O inquérito indica que a perseguição começou quando o sargento Belmiro e o policial Hudson Marcelo Vilela de Campos avistaram uma motocicleta sem placa. Durante a perseguição, ainda em movimento, foi efetuado o primeiro disparo. Após a queda da moto, Carlos se levantou e se dirigiu à viatura, momento em que o segundo tiro foi disparado, resultando em sua morte.
Indiciamento e Repercussões
Com base nas provas coletadas, o sargento Belmiro Wellington Costa Xavier foi indiciado por homicídio. A investigação aponta que existiu ‘dolo eventual’, ou seja, o agente assumiu o risco de causar a morte ao disparar. Além disso, o policial estava utilizando uma arma particular no momento do incidente.
A defesa de Belmiro argumentou que a dinâmica apresentada é baseada no inquérito que, segundo eles, afastou as qualificadoras inicialmente cogitadas, restringindo a imputação ao homicídio simples, conforme o artigo 121 do Código Penal. “Acreditamos que em breve a verdade dos fatos será demonstrada”, declarou o advogado da defesa.
Motorista da Viatura isento de Responsabilidade
O policial que dirigia a viatura, Hudson Marcelo Vilela de Campos, não foi indiciado. A Polícia Civil esclareceu que não há evidências de que ele tenha participado dos disparos. Inicialmente, existia a suspeita de que o tiro pudesse ter sido disparado após Carlos já ter caído, mas análises das imagens descartaram essa possibilidade, confirmando que os disparos ocorreram durante a perseguição.

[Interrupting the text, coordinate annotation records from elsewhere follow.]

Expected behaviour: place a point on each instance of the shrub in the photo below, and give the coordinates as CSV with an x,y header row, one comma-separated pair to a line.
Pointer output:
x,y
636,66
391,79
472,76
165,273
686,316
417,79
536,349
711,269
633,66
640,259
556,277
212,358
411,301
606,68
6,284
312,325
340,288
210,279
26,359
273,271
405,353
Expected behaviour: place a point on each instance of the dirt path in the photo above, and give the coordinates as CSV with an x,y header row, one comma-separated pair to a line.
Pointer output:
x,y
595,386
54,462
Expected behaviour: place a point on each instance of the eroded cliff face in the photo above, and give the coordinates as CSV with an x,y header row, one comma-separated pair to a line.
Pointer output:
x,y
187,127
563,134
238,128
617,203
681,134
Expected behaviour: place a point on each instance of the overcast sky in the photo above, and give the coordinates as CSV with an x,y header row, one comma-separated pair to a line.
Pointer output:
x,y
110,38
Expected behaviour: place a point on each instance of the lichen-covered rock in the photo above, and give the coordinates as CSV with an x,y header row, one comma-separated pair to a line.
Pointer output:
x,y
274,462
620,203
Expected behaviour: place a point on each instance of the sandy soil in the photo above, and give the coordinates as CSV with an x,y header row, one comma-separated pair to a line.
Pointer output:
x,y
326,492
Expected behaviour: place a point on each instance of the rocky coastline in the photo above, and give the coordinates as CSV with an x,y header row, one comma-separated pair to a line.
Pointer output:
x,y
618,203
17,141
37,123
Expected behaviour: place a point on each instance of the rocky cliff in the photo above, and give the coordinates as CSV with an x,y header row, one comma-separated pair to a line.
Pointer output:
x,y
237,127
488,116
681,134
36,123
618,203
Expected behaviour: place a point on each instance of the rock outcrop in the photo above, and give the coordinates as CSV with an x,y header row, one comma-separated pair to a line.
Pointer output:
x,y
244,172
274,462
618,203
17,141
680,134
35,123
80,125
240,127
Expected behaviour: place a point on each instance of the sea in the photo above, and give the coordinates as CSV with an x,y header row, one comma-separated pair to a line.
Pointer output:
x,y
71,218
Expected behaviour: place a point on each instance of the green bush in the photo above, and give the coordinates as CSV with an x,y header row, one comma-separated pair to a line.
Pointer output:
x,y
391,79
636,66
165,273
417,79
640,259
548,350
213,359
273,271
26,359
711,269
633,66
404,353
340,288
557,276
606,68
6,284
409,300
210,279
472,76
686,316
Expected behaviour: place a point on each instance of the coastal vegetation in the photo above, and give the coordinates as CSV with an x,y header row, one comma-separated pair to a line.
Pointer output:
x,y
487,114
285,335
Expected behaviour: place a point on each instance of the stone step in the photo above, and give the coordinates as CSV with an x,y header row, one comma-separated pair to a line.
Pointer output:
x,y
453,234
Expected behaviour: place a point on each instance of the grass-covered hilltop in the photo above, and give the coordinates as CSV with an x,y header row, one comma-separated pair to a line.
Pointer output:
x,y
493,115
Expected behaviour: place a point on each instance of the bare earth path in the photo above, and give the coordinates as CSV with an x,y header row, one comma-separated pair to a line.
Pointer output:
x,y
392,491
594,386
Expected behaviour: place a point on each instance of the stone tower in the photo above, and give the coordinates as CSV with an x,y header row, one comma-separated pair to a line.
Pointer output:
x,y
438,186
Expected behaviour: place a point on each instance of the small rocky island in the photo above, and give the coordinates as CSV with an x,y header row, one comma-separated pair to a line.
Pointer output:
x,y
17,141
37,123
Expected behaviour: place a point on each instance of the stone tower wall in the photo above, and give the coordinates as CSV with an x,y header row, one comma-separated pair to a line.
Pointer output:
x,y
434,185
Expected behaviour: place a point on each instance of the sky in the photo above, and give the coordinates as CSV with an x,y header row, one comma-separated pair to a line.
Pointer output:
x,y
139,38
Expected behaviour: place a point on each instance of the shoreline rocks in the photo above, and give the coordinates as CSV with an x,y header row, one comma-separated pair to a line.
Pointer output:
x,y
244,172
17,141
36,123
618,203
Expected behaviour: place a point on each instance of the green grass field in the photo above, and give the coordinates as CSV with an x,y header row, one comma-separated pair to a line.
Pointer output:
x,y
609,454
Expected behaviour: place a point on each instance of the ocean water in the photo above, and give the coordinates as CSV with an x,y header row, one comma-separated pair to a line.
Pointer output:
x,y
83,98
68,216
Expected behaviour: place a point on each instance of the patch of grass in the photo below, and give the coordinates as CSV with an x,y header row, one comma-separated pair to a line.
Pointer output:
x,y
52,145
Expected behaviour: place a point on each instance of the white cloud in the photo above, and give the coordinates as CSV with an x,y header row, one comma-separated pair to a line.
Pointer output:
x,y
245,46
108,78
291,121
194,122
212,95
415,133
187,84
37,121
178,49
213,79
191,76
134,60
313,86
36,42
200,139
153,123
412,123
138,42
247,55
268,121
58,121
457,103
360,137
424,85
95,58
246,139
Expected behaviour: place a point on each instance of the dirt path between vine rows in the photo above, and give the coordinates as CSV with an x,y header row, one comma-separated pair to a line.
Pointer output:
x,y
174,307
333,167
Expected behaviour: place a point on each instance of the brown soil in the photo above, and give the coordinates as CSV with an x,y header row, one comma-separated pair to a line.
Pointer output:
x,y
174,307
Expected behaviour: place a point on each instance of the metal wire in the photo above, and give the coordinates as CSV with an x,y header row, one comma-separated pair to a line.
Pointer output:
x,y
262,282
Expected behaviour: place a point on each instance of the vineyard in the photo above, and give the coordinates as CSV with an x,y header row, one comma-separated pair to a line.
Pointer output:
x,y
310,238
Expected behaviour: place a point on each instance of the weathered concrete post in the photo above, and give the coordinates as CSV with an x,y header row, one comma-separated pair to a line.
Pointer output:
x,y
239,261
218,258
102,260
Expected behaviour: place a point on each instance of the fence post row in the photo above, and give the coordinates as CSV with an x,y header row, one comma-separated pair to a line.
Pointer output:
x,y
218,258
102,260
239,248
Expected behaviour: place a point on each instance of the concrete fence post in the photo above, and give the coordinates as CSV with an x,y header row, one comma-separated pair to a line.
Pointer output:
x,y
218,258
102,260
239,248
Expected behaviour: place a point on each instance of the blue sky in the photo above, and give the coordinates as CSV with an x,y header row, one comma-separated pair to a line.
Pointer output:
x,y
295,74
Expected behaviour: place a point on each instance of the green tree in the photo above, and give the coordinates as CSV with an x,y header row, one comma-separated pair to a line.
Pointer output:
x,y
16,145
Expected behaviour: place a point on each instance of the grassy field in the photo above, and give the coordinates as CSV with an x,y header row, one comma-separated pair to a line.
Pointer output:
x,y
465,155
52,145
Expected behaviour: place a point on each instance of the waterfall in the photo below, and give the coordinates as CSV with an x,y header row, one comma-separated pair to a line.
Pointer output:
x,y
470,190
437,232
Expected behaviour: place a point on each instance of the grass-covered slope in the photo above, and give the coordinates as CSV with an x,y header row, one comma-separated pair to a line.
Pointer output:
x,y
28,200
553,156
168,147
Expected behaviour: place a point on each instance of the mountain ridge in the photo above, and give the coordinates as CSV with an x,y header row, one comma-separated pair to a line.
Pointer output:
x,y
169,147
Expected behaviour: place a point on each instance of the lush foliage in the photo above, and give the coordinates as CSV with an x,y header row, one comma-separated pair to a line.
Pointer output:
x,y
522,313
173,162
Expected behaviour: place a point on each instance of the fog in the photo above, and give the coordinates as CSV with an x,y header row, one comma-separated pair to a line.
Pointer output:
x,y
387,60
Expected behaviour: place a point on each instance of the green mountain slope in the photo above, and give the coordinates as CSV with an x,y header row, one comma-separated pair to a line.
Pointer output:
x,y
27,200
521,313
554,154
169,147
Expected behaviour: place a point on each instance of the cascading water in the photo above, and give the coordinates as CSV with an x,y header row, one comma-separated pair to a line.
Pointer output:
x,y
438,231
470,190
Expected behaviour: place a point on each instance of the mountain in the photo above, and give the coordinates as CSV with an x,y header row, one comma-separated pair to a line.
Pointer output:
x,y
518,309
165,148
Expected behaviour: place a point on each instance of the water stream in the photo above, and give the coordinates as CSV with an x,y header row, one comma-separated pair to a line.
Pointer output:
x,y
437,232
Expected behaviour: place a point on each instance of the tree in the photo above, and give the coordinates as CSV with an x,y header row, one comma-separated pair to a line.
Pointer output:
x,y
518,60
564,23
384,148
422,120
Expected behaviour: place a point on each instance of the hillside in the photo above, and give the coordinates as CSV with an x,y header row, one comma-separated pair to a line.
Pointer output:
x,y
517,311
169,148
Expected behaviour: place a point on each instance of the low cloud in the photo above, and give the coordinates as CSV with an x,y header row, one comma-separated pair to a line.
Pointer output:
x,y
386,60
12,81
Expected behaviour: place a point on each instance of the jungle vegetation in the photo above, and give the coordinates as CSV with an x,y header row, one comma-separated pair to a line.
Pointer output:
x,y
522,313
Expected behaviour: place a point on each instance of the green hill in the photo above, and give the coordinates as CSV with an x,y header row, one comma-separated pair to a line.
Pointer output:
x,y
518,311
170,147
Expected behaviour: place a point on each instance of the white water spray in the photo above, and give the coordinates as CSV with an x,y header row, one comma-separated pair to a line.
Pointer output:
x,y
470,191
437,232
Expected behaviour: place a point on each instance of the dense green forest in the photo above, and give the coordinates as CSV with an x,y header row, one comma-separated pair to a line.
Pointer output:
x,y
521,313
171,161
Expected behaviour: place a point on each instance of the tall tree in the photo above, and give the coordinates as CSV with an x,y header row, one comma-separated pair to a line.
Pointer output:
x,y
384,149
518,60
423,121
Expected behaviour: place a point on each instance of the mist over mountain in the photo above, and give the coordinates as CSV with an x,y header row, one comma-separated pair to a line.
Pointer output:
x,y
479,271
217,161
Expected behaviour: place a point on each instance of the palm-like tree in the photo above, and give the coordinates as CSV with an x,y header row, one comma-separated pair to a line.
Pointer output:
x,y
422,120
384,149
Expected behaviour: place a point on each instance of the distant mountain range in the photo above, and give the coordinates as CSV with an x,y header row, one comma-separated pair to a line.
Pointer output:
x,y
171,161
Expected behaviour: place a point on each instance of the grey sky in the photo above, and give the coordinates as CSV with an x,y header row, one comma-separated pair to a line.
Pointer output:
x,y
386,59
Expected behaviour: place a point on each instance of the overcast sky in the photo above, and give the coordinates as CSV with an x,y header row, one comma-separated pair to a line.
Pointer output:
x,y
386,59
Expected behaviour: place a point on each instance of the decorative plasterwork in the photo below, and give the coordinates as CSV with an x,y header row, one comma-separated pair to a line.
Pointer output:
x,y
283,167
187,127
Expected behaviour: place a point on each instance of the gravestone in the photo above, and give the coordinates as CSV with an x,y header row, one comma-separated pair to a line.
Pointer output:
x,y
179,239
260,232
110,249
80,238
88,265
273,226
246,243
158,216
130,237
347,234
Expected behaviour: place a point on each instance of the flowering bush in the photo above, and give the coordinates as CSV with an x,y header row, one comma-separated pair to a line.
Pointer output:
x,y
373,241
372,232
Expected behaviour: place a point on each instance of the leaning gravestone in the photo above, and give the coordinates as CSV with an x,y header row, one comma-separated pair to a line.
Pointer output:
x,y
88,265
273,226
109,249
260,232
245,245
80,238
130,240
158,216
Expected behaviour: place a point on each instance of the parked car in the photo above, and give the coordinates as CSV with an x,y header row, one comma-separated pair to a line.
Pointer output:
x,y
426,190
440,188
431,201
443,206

A Justiça do Amazonas revogou a prisão de Hudson após solicitação do Ministério Público do Amazonas (MPAM), que apresentou as gravações como prova de sua inocência. Contudo, a defesa da família de Carlos André discorda da decisão, alegando que o motorista também participou das agressões. O advogado, Alexandre Torres Jr., destacou que testemunhas relataram que, após o jovem ser baleado, o policial desceu da viatura e agrediu Carlos com socos e chutes.
Clamor por Justiça e Temores de Intimidação
A família de Carlos André denunciou intimidações e criticou a condução do caso, expressando dificuldades no acesso às investigações. Diante dessa situação, eles pretendem incluir o policial motorista no processo e solicitar sua prisão novamente. “O que aconteceu foi inaceitável e estamos lutando por justiça”, afirmou a mãe do jovem.
Relato da Família e Contexto do Caso
Testemunhas e familiares relatam que Carlos estava em sua motocicleta quando foi abordado pelos policiais por volta das 2h45. A mãe do jovem encontrou seu filho caído e inicialmente foi informada de que ele havia sufrido um acidente. “Falaram que ele tinha colidido com a calçada e quebrado o pescoço. Quando a perícia chegou, viraram o corpo e apontaram o tiro que ele tomou no peito”, contou ela, visivelmente abalada.
As câmeras de segurança corroboram a versão da família, mostrando os policiais agredindo o jovem. “O que fizeram foi brutal. Não houve uma abordagem, mas sim uma execução”, disse a mãe. O irmão de Carlos, tenente da Polícia Militar, também questionou a versão apresentada pelos agentes, que alegaram que dispararam para o alto. “Como um tiro foi parar no peito dele?”, indagou.
O laudo preliminar do Instituto Médico Legal (IML) confirmou que a morte de Carlos foi causada por ferimentos provocados por arma de fogo, além de lesões no pulmão. Este caso levanta questões sérias sobre a conduta policial e o uso da força no Brasil, especialmente em situações de abordagem.